Diversamente do que se tem propagado, a PEC 32/2020, a da
Reforma Administrativa, atinge em cheio os atuais servidores. Dispõe seu art. 2o
que “ao servidor público investido em cargo efetivo até a data de entrada em
vigor do regime jurídico de que trata o art. 39-A da Constituição é
garantido regime jurídico específico, assegurados: I) a estabilidade,
após três anos de efetivo exercício e aprovação em estágio probatório; II) a não aplicação do disposto no art. 37, caput,
inciso XXIII, alíneas “a” a “j”, da Constituição na hipótese de haver lei
específica vigente em 1o de setembro de 2020 que tenha concedido os benefícios
ali referidos, exceto se houver alteração ou revogação da referida lei; e III)
os demais direitos previstos na Constituição.
O regime jurídico de que trata o art. 39-A, citado no art. 2o,
é aquele que compreende o vínculo de experiência, vínculo provisório e a figura
do cargo típico de Estado (ainda a ser definida). Já as alíneas “a” a “j” do
art. 37, XXIII, que não se aplicariam aos servidores de hoje, referem-se à
vedação de benefícios como licença-capacitação, progressão por tempo e
adicional de substituição. O art 2o é a única regra de transição que
traz a PEC. Preservada a estabilidade nos moldes vigentes a mantidos os benefícios da carreira, parece,
a princípio, que os servidores atuais estariam salvos dos impactos da PEC 32,
certo? Errado.
Comecemos pela avaliação de desempenho prevista no art. 41. Atualmente,
já há previsão dessas avaliação pelo art. 41 da CF, a qual deveria ser regida
por lei complementar. A PEC não estabelece critério nenhum para a avaliação e
determina no art. 41-A, que será regida por lei ordinária.
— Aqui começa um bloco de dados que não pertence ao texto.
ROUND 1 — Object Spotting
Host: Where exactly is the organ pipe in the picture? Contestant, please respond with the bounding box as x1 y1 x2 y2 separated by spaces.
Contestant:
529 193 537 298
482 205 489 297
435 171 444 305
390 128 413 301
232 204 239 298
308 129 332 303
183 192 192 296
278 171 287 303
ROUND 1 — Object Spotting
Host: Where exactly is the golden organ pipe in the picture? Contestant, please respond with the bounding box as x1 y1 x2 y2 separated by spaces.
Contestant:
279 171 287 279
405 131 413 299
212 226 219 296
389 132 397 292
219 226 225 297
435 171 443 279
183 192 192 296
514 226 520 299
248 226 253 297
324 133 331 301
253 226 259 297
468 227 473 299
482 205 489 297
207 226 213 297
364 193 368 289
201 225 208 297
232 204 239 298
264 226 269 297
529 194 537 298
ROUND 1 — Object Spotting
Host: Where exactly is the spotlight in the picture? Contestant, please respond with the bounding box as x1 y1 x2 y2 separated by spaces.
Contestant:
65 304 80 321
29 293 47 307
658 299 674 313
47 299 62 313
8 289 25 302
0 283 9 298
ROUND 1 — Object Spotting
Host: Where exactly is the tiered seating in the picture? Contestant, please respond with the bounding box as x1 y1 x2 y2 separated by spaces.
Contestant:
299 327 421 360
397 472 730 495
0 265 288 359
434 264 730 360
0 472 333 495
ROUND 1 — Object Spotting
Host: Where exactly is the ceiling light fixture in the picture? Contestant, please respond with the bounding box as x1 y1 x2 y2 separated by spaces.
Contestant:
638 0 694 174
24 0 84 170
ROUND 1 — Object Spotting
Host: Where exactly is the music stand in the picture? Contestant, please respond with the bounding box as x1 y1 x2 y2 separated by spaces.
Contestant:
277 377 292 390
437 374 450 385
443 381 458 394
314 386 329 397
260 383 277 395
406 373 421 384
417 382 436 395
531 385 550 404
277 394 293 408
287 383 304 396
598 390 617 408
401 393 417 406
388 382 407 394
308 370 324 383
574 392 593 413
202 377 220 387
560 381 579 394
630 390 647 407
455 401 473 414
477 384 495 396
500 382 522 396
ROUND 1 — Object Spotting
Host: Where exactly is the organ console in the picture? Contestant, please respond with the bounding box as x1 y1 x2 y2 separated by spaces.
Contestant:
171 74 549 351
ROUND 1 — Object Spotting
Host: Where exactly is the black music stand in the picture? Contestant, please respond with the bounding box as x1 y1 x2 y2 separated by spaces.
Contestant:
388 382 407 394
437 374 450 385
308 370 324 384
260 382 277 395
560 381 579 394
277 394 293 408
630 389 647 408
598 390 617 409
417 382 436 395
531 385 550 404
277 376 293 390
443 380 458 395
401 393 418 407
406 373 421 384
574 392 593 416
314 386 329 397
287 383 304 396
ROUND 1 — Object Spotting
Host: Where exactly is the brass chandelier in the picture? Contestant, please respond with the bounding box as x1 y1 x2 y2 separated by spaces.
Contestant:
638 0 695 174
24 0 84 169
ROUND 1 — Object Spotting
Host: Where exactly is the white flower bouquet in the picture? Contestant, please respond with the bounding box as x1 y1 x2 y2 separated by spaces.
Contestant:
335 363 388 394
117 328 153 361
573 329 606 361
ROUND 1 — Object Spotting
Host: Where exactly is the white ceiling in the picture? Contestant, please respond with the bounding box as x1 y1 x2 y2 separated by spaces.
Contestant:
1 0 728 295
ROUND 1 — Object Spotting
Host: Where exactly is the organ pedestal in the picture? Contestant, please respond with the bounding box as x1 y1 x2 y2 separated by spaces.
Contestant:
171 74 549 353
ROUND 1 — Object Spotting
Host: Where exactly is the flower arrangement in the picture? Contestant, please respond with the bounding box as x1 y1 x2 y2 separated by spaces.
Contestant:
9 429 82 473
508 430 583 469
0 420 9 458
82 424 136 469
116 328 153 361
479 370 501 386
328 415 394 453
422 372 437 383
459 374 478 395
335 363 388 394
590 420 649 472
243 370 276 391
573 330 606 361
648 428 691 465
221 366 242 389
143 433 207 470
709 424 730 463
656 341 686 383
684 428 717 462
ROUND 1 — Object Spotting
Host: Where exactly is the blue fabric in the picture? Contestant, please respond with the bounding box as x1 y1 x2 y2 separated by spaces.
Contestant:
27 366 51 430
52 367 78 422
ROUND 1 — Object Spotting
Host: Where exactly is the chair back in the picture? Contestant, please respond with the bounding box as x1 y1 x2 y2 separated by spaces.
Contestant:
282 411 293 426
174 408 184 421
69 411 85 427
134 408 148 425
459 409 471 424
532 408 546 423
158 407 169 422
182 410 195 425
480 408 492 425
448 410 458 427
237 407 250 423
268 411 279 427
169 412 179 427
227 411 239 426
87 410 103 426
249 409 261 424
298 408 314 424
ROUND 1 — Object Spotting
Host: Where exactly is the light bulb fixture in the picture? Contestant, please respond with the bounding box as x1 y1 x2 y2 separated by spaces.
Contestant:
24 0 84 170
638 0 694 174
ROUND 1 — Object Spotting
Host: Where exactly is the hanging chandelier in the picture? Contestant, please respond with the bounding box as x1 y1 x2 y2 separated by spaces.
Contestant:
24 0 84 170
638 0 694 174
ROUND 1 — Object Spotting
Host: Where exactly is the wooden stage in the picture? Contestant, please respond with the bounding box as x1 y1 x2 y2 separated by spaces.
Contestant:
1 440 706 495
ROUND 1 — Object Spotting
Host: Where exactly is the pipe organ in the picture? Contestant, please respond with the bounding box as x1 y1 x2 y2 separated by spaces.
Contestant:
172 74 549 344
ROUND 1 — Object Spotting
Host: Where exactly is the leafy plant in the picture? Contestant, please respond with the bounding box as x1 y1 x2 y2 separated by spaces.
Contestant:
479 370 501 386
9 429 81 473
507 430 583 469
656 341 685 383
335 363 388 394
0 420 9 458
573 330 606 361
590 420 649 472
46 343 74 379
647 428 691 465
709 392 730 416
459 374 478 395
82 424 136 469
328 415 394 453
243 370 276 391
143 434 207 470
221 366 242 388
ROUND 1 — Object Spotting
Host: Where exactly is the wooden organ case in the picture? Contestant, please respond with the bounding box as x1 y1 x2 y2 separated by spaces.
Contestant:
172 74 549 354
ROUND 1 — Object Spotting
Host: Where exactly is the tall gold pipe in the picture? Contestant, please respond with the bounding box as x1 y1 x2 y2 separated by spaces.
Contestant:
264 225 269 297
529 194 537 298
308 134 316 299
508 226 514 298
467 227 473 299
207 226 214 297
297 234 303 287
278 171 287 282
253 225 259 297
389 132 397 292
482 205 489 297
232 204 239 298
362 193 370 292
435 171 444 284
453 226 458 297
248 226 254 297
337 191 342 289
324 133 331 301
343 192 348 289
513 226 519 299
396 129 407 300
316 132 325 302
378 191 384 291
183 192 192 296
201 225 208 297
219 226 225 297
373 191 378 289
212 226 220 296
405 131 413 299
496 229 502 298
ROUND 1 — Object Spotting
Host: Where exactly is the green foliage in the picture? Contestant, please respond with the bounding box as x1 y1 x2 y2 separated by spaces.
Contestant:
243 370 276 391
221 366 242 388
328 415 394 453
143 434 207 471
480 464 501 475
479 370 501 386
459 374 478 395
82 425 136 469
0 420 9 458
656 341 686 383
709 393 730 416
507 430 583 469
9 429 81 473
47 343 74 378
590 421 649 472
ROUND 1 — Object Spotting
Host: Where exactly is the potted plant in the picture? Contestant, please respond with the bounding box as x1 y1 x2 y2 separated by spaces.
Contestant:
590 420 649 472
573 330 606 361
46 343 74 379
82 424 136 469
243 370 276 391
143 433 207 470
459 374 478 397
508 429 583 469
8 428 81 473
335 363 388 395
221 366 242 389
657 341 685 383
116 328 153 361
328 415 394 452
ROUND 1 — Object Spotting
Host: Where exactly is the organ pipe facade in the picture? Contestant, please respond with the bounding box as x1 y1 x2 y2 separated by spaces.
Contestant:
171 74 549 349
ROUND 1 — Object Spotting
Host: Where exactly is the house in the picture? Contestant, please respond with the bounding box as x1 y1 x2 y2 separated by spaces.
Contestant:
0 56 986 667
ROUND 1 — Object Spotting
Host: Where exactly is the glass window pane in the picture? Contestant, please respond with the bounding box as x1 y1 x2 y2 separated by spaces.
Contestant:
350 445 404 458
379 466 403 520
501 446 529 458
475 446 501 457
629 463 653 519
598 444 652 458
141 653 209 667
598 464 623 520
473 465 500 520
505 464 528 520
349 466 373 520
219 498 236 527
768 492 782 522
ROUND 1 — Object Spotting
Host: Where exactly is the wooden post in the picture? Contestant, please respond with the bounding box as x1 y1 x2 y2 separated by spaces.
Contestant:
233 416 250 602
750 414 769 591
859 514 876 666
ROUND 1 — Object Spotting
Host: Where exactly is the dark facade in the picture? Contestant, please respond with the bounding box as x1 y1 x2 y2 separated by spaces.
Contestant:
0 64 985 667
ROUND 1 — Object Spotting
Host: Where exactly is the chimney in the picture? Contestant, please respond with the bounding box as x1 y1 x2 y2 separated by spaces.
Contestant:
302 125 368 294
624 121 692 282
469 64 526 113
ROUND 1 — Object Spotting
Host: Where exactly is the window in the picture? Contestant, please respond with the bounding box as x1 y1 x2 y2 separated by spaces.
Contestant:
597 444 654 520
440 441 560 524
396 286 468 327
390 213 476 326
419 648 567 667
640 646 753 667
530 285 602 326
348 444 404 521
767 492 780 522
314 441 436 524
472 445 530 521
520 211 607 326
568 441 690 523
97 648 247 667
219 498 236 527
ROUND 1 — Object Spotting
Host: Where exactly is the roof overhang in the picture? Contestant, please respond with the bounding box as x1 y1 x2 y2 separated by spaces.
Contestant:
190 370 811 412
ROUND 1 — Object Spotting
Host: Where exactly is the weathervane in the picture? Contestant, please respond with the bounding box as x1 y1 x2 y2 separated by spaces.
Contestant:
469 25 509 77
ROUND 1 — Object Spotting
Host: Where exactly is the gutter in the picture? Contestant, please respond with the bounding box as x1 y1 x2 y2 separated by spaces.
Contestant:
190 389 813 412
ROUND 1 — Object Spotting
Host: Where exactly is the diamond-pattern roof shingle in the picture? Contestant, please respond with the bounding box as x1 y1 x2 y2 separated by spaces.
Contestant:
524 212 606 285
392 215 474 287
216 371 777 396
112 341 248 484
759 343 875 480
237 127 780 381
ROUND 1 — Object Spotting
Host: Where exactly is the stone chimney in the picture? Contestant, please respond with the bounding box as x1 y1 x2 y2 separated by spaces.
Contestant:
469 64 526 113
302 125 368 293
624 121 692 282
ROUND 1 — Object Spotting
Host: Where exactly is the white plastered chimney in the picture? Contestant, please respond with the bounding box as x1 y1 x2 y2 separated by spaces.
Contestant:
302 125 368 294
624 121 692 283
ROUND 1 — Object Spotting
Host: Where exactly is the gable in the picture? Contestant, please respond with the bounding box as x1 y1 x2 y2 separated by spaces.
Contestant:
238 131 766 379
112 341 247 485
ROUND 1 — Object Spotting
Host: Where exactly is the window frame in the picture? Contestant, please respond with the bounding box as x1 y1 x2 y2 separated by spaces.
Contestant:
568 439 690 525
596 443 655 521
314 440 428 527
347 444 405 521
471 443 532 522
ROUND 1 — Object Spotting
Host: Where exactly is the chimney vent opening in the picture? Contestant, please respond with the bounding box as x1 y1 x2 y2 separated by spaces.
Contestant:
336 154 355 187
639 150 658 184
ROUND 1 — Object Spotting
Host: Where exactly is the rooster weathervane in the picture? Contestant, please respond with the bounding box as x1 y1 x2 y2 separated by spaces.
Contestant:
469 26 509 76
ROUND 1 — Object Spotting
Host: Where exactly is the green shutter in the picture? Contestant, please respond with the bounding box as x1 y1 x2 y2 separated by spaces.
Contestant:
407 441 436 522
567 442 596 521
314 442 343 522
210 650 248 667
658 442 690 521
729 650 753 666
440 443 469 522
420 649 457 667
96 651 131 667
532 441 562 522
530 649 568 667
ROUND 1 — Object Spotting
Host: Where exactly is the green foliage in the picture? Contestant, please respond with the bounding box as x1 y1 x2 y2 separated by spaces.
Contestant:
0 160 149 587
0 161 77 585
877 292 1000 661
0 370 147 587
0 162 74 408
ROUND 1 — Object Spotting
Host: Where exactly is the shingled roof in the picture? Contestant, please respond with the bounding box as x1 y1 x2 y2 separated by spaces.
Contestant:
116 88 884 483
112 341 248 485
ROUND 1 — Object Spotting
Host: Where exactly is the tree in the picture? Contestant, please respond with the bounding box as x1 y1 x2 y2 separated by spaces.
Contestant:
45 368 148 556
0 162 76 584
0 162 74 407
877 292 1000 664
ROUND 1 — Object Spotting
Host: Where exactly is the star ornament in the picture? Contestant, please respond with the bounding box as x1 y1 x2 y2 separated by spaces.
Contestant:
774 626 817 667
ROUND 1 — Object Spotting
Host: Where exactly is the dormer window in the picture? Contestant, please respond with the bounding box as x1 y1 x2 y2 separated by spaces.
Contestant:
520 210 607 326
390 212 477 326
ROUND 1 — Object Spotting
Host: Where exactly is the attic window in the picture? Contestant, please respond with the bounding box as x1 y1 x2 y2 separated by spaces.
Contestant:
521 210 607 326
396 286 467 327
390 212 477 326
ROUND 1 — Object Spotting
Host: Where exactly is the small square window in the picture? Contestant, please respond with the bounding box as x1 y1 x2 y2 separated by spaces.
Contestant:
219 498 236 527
Tal lei será
aplicável a todos os servidores, inclusive os atuais, nos termos do parágrafo
primeiro do novo art. 41 e do art. 2o
da PEC.
No novo art. 84, que amplia os poderes do Presidente da
República, também há consequências para os servidores atuais, e não só os do
Executivo. Permite-se que por Decreto, ato expedido pelo Presidente, ele possa,
quando não implicar aumento despesa, dispor sobre extinção de autarquias e
fundações; alterar e reorganizar os
cargos efetivos do Poder Executivo Federal e suas atribuições desde que não implique alteração ou
supressão da estrutura da carreira ou alteração da remuneração, dos requisitos
de ingresso no cargo ou da natureza do vínculo; criação, fusão, transformação
ou extinção de Ministérios e de órgãos diretamente subordinados ao Presidente
da República, observado o disposto no art. 88.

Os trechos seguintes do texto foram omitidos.